Sorry if this is off-topic but I think it’s adjacent since many LlaMA users are also using it.

I’m trying to use the Coqui TTS library with a view to plugging it into LLaMA.cpp but for some reason no matter which model I try my attempts at using British English source speech just ends up with an American sounding voice with various distortions. I’m running the Python module as instructed in the docs under macOS on the M1 platform, I’ve tried various models all with similar results.

Nothing at all against American accents but they’re not what I require at the moment so any help in making Coqui sound like a little more RP would be much appreciated!

  • a_beautiful_rhind@alien.topB
    link
    fedilink
    English
    arrow-up
    1
    ·
    1 year ago

    I have the opposite problem with other TTS where there are only UK accents and those don’t work for clearly US characters.

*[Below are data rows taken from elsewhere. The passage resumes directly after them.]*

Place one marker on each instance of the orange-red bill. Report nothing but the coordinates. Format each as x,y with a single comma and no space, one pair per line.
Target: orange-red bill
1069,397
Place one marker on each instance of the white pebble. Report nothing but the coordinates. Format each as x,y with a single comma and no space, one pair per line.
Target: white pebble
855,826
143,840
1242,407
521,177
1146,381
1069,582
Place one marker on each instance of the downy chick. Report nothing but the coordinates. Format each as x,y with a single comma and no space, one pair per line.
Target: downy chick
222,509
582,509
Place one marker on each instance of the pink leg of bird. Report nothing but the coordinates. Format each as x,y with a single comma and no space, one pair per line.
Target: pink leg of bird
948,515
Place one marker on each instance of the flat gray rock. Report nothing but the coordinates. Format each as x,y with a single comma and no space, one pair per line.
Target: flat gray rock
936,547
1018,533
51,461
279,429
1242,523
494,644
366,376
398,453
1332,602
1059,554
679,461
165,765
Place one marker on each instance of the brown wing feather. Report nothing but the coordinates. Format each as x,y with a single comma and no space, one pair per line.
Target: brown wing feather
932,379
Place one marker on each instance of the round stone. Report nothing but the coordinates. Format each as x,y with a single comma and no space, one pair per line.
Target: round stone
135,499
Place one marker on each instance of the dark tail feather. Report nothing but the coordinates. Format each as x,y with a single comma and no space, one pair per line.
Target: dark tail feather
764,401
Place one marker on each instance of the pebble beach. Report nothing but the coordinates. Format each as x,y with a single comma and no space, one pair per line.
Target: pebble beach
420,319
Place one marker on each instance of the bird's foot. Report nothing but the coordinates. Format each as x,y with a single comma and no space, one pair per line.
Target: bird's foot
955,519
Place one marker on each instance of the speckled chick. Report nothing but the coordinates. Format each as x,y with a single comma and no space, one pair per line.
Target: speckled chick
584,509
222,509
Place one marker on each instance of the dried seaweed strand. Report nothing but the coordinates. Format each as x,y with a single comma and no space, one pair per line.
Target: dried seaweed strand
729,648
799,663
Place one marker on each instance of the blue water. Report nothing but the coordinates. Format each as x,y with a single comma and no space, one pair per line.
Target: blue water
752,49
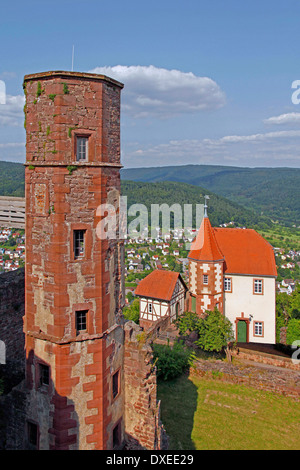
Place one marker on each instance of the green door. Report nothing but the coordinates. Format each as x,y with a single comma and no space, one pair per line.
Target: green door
242,331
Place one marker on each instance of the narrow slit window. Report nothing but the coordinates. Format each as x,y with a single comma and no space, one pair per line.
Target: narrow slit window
116,384
81,148
117,435
44,372
81,321
32,435
79,243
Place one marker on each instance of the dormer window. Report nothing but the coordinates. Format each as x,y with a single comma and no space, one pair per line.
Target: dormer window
82,148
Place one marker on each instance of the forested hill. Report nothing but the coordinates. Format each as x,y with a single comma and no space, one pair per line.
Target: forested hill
220,209
274,192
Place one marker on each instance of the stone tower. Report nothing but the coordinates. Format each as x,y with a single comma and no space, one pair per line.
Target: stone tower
206,267
74,293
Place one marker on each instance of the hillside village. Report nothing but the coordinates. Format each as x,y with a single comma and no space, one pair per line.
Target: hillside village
144,255
170,252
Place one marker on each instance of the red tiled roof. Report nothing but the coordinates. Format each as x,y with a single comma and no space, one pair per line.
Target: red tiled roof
244,250
159,284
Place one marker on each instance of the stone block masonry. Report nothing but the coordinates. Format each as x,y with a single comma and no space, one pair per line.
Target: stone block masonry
72,167
142,411
12,303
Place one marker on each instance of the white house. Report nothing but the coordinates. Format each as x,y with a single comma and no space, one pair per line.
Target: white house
234,270
161,293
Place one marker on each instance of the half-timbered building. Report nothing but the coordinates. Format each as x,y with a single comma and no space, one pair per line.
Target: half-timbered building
161,293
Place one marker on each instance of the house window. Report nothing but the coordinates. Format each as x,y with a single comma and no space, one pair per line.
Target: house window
44,375
81,148
32,435
227,284
79,236
258,286
116,384
81,321
258,328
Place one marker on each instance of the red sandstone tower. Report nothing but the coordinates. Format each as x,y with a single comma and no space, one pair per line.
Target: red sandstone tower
74,292
206,266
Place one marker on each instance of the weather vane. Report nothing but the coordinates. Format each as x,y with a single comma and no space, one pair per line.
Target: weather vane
205,205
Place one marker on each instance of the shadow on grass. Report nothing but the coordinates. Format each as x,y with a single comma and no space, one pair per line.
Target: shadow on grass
178,406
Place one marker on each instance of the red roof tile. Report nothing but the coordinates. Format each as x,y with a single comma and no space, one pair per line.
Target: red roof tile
244,250
159,284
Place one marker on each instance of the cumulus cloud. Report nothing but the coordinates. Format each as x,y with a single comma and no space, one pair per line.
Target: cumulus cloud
269,149
151,91
231,139
289,118
11,113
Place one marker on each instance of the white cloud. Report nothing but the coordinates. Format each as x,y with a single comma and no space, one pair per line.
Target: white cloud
269,149
151,91
11,113
231,139
289,118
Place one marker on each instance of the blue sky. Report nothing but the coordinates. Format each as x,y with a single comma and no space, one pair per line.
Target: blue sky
206,82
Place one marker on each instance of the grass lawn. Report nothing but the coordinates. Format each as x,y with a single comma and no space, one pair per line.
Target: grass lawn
207,414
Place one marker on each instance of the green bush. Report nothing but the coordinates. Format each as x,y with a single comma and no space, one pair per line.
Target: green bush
171,361
214,330
293,331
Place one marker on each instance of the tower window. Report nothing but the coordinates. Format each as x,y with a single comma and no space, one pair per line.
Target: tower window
81,148
116,384
81,321
117,435
44,374
79,236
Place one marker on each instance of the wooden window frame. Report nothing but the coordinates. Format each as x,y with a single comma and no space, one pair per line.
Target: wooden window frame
262,286
86,317
86,134
230,280
87,242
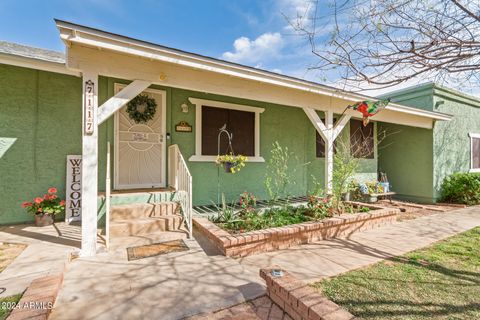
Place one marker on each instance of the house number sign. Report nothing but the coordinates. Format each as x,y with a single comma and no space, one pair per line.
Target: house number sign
73,189
88,107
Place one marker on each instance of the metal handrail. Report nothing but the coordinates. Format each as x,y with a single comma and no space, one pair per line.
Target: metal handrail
179,177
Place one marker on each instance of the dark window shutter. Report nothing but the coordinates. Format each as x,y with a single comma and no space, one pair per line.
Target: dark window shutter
242,125
239,123
361,139
475,153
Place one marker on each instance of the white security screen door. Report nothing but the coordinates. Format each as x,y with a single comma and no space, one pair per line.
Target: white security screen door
140,147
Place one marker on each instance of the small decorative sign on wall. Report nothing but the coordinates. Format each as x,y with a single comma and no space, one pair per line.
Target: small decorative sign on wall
88,107
140,137
183,126
73,192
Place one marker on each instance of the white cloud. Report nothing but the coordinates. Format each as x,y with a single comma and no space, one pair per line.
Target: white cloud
266,46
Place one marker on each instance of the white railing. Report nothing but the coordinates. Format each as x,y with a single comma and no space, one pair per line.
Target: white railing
179,177
107,199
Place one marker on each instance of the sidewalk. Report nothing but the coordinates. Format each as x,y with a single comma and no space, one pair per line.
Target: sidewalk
46,254
311,262
169,286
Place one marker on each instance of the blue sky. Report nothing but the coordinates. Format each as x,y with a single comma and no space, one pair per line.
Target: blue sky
249,32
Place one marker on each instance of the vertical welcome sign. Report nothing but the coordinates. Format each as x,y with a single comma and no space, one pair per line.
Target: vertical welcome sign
73,199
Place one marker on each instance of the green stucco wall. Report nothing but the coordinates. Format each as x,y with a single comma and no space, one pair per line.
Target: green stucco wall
451,141
406,156
40,124
418,160
40,112
289,126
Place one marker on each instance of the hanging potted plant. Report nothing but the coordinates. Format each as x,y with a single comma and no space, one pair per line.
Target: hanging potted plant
45,208
231,163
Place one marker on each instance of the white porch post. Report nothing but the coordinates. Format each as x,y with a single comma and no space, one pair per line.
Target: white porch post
329,151
89,165
329,133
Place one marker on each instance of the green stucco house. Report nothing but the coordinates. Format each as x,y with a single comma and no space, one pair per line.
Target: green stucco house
56,107
417,160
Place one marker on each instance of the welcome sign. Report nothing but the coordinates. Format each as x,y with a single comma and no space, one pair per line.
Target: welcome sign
73,201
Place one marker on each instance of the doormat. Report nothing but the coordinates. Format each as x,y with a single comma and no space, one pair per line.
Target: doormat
156,249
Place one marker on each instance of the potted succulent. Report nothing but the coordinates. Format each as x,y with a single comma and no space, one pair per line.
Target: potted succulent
369,189
45,208
352,189
231,163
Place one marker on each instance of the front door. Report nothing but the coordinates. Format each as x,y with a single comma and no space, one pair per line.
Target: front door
140,147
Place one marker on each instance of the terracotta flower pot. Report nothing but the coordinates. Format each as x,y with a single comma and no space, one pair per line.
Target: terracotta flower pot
43,220
228,166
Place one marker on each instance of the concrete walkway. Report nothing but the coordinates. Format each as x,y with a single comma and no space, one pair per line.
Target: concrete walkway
328,258
46,254
169,286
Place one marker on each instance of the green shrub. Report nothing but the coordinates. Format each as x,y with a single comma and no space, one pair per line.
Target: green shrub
461,188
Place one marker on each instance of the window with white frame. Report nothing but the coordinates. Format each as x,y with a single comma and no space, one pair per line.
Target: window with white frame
474,152
242,121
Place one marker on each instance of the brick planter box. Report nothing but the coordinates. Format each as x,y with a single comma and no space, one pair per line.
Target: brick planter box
244,244
299,300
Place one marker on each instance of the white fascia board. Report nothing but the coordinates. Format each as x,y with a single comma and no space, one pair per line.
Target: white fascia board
38,64
100,39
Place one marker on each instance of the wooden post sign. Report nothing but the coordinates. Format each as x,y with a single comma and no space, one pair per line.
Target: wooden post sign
88,107
73,203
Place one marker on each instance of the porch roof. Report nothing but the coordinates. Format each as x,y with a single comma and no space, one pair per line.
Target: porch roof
176,68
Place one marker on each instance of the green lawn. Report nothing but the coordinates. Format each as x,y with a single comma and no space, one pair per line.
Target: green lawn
438,282
5,303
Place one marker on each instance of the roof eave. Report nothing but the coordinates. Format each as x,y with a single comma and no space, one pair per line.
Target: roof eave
70,32
39,64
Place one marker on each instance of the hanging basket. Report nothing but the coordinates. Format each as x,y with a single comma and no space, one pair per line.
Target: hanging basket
369,108
231,163
228,166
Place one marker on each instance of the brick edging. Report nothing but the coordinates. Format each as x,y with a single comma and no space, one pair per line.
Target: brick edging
38,300
240,245
299,300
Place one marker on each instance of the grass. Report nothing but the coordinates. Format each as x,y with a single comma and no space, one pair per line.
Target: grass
438,282
5,305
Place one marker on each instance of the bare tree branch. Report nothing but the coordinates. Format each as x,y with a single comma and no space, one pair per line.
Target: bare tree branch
387,42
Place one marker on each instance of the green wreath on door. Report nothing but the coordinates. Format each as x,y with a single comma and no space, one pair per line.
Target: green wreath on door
142,108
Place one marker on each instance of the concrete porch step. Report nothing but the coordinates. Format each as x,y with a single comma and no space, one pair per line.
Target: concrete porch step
143,210
122,242
141,226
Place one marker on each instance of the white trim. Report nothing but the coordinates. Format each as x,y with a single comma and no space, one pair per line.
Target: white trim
199,103
89,170
196,158
473,136
225,105
116,185
73,33
38,64
329,133
121,98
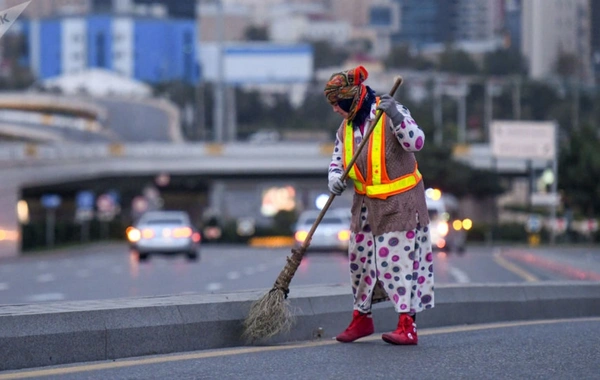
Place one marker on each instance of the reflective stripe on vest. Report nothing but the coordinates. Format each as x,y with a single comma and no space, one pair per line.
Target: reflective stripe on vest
378,184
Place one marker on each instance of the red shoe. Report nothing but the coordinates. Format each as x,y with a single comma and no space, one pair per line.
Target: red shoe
361,326
405,333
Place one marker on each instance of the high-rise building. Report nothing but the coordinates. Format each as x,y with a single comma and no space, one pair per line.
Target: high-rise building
552,28
48,8
425,22
153,50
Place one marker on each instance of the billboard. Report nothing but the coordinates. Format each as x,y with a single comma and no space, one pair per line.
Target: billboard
257,63
523,139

  • Material1276@alien.topB
    link
    fedilink
    English
    arrow-up
    1
    ·
    1 year ago

    I was struggling at first and had that American twang coming through…

    But I managed to get a very clear, short clip of an English actor from an interview. There was no background noises, it was very clear. I made sure to clip out any non speech from the start or end of the audio, then saved it as a 22050HZ mono 16bit wav.

    That seems to have done it! I get a pretty good representation of the voice and it 99% seems to stay in character with the occasional slight slip.

    I also occasionally get a little gibberish, which seems to be when my model is trying to say somehthing like " ’ " (which occasionally slips through when its generating text and I look at the backend of whats being sent for audio processing). Im guessing its possible to filter this out with a regex or something.